# Babies



## dxqcanada (Apr 29, 2016)

Since Michael posted his awesome finds ... I thought I would post up my latest grab bag ... TLRs.




TLRS by Dennis, on Flickr

From left to right:
TLR pencil sharpener ... in perfect working condition
Yashica MAT 124G with DIY finder hood from some other camera and stuck shutter
Yashica 44 grey with stuck shutter and missing roller
Topcon Primo Jr. with stuck shutter


----------



## limr (Apr 29, 2016)

Incidentally, my bf has that same pencil sharpener


----------



## dxqcanada (Apr 29, 2016)

I was surprised to find that in the box with the others, wasn't sure what it was at first.


----------



## minicoop1985 (Apr 29, 2016)

That's a pretty good haul there. Those shutters should be easy enough to fix. The Yashica finder is quite comical.


----------



## dxqcanada (Apr 29, 2016)

Yeah, it has been glued on and parts have been cut off to fit ... it looks familiar, but I can't place what camera it originally came from.


----------



## limr (Apr 29, 2016)

dxqcanada said:


> I was surprised to find that in the box with the others, wasn't sure what it was at first.
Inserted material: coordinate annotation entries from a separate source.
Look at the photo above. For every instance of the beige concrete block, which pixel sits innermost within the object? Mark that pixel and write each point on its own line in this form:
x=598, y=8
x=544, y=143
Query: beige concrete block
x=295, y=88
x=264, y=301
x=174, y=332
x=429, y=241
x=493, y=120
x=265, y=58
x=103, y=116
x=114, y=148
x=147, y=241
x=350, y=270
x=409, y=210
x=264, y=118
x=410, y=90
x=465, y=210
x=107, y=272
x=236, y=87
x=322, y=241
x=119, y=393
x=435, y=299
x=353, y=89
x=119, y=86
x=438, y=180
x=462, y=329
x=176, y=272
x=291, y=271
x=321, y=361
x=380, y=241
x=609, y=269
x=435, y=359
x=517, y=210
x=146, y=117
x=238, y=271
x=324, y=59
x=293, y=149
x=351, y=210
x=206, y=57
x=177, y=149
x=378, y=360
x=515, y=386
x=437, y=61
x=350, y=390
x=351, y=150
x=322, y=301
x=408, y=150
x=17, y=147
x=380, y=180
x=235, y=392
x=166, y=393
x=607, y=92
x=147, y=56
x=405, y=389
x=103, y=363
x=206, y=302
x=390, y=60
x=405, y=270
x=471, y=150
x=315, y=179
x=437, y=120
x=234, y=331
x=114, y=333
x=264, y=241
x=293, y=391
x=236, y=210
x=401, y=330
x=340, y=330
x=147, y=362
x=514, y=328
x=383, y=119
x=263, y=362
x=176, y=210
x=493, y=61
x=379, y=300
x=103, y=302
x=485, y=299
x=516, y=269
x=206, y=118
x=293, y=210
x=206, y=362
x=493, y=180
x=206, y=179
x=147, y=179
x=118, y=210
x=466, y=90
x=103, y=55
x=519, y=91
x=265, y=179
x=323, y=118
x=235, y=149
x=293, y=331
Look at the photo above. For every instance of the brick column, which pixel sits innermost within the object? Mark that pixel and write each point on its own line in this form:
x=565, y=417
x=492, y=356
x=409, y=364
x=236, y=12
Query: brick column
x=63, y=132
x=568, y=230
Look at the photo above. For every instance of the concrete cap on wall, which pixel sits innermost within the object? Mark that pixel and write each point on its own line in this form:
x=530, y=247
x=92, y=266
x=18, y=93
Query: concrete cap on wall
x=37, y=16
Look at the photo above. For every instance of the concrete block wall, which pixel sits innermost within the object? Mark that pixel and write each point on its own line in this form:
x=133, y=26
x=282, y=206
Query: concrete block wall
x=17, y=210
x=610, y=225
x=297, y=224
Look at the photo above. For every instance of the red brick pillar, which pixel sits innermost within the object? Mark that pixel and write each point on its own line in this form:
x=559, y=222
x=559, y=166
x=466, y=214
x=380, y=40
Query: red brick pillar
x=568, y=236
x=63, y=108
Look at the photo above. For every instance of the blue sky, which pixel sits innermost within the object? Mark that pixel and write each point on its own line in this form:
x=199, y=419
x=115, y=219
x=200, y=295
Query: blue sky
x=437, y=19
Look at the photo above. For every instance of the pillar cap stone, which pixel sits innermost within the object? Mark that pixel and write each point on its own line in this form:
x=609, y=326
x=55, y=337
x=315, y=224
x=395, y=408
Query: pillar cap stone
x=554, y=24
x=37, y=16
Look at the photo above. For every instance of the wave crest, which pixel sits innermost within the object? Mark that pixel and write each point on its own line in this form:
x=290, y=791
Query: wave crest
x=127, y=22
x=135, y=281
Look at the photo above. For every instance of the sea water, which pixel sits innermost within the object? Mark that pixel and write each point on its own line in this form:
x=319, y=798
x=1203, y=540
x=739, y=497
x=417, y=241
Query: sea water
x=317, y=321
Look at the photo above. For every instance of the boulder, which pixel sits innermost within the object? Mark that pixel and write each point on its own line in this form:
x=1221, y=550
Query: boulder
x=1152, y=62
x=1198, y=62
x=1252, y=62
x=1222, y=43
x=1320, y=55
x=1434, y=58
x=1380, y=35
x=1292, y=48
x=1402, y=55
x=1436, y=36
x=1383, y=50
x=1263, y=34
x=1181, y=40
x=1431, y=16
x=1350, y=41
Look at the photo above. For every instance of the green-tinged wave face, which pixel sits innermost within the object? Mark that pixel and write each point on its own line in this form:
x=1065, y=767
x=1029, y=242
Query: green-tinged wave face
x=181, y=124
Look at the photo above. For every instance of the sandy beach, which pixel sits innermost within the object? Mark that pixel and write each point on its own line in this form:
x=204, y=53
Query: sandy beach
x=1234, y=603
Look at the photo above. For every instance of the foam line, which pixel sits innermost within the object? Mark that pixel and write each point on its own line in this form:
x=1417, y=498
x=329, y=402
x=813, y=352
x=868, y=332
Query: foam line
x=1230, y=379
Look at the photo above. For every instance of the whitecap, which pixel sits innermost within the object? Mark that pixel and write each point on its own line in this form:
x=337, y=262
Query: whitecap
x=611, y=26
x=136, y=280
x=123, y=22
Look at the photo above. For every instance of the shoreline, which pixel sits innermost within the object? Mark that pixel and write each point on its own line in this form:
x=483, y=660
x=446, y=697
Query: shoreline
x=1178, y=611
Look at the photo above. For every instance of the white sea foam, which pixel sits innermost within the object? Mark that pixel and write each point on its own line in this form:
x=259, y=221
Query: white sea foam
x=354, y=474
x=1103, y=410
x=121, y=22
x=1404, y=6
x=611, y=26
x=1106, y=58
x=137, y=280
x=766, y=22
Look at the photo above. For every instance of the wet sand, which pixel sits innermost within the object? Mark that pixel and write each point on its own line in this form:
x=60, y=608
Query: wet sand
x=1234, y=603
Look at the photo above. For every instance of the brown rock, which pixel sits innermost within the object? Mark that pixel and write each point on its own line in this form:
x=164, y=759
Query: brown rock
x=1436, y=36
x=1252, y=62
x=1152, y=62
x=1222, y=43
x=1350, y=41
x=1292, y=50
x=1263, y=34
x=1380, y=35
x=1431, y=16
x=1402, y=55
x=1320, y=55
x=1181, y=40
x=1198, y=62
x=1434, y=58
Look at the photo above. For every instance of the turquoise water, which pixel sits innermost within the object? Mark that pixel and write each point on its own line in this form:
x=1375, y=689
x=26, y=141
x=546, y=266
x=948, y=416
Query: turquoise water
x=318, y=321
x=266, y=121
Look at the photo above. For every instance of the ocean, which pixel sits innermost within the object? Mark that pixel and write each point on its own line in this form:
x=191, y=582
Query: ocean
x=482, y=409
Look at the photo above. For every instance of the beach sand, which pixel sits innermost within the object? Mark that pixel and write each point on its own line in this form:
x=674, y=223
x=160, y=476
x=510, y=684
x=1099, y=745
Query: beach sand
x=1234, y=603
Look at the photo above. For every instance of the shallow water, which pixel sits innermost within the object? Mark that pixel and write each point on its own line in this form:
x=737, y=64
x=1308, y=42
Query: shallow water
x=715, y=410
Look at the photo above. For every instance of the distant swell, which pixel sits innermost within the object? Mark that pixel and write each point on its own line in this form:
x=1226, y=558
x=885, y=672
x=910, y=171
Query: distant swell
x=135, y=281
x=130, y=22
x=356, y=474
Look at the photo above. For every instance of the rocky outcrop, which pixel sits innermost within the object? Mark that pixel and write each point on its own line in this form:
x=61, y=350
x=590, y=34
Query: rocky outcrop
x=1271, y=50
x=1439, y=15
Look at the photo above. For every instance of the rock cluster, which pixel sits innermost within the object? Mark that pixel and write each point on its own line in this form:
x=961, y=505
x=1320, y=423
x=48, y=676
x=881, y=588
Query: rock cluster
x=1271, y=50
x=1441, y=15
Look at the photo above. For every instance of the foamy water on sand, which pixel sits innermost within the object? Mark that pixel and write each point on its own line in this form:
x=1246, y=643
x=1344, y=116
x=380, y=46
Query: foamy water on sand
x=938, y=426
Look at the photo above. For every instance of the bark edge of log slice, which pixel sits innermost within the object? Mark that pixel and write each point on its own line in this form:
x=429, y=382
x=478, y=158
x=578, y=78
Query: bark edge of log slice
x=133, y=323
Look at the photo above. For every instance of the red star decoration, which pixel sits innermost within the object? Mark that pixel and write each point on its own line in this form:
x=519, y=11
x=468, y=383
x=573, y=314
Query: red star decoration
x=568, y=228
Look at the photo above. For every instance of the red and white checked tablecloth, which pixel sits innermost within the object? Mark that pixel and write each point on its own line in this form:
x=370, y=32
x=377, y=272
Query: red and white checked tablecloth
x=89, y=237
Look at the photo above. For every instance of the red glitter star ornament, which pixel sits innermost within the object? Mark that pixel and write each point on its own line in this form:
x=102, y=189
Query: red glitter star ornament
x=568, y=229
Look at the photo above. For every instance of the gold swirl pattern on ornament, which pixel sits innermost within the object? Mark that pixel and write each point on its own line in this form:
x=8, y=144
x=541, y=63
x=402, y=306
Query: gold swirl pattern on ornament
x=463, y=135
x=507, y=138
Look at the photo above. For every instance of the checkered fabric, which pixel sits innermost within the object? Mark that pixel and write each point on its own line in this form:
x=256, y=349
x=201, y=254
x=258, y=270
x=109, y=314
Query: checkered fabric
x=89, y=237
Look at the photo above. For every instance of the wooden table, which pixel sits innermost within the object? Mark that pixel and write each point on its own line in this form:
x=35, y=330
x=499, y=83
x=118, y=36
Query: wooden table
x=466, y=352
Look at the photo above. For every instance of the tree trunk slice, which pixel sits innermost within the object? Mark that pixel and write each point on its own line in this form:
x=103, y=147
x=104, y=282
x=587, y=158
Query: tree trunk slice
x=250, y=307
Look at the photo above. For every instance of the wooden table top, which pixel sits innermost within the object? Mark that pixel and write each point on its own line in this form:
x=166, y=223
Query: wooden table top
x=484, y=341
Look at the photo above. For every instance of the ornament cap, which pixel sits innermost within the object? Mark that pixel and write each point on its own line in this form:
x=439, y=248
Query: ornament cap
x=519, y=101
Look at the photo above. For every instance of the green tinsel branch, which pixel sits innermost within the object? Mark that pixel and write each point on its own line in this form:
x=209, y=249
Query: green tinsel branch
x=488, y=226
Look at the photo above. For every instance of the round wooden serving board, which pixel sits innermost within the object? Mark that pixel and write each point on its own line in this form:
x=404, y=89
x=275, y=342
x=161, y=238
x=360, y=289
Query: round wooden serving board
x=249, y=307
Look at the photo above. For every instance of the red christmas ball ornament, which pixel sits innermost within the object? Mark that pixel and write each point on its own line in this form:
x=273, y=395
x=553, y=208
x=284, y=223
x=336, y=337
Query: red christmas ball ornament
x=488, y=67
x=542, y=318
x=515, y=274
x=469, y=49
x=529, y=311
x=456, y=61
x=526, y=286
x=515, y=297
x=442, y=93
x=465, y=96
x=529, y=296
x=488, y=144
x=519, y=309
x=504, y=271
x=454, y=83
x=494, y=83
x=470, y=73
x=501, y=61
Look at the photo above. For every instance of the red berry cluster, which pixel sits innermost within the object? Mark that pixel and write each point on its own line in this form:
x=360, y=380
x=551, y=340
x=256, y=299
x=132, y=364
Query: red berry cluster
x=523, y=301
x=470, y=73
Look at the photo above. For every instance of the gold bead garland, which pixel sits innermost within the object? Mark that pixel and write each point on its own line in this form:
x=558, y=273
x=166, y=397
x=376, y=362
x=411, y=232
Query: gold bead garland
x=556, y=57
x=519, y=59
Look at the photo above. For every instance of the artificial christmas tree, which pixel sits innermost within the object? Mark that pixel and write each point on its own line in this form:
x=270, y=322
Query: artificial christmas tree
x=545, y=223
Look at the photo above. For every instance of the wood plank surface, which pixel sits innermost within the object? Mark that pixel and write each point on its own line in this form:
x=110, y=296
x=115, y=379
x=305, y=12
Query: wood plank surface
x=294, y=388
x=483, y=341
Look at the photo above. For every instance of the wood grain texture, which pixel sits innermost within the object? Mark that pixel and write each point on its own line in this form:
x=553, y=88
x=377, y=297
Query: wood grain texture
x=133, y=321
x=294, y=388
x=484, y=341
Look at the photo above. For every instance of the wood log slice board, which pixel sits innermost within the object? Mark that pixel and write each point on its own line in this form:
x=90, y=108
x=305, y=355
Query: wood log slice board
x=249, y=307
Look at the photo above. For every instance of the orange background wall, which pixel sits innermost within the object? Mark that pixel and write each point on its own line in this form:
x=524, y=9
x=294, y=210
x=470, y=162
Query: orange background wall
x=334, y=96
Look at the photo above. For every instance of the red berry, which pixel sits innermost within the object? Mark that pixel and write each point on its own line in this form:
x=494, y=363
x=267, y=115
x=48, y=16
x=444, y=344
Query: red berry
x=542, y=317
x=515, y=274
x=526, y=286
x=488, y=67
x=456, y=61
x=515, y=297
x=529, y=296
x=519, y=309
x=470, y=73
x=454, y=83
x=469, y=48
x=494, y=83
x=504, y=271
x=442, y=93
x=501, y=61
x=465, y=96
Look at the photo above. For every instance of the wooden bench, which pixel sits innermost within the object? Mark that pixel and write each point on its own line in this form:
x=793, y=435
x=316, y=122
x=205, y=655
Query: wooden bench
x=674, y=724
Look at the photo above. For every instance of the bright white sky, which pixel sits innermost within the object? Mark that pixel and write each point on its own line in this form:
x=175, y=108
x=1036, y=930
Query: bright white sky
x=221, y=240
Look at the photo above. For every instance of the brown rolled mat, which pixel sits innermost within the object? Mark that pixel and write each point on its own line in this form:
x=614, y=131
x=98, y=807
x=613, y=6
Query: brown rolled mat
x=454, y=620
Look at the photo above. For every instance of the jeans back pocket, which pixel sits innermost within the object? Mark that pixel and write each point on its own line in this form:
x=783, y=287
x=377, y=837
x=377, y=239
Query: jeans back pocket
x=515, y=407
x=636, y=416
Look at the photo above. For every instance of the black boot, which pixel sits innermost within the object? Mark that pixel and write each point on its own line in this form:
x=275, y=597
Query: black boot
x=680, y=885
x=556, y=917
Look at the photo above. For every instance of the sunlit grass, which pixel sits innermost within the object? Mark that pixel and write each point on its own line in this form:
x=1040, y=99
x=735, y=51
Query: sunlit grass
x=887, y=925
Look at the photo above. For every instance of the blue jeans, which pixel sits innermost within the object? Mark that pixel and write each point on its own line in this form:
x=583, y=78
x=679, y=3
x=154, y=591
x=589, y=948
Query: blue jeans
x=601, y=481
It's actually a really good sharpener, too, not just gimmicky.


----------



## Dany (Apr 30, 2016)

The Yashica finder hood seems to have been taken from a Pentacon Six


----------



## timor (Apr 30, 2016)

Dany said:


> The Yashica finder hood seems to have been taken from a Pentacon Six


Yes. It has Pentacon logo on it.


----------



## dxqcanada (Apr 30, 2016)

Thanks for the info.


----------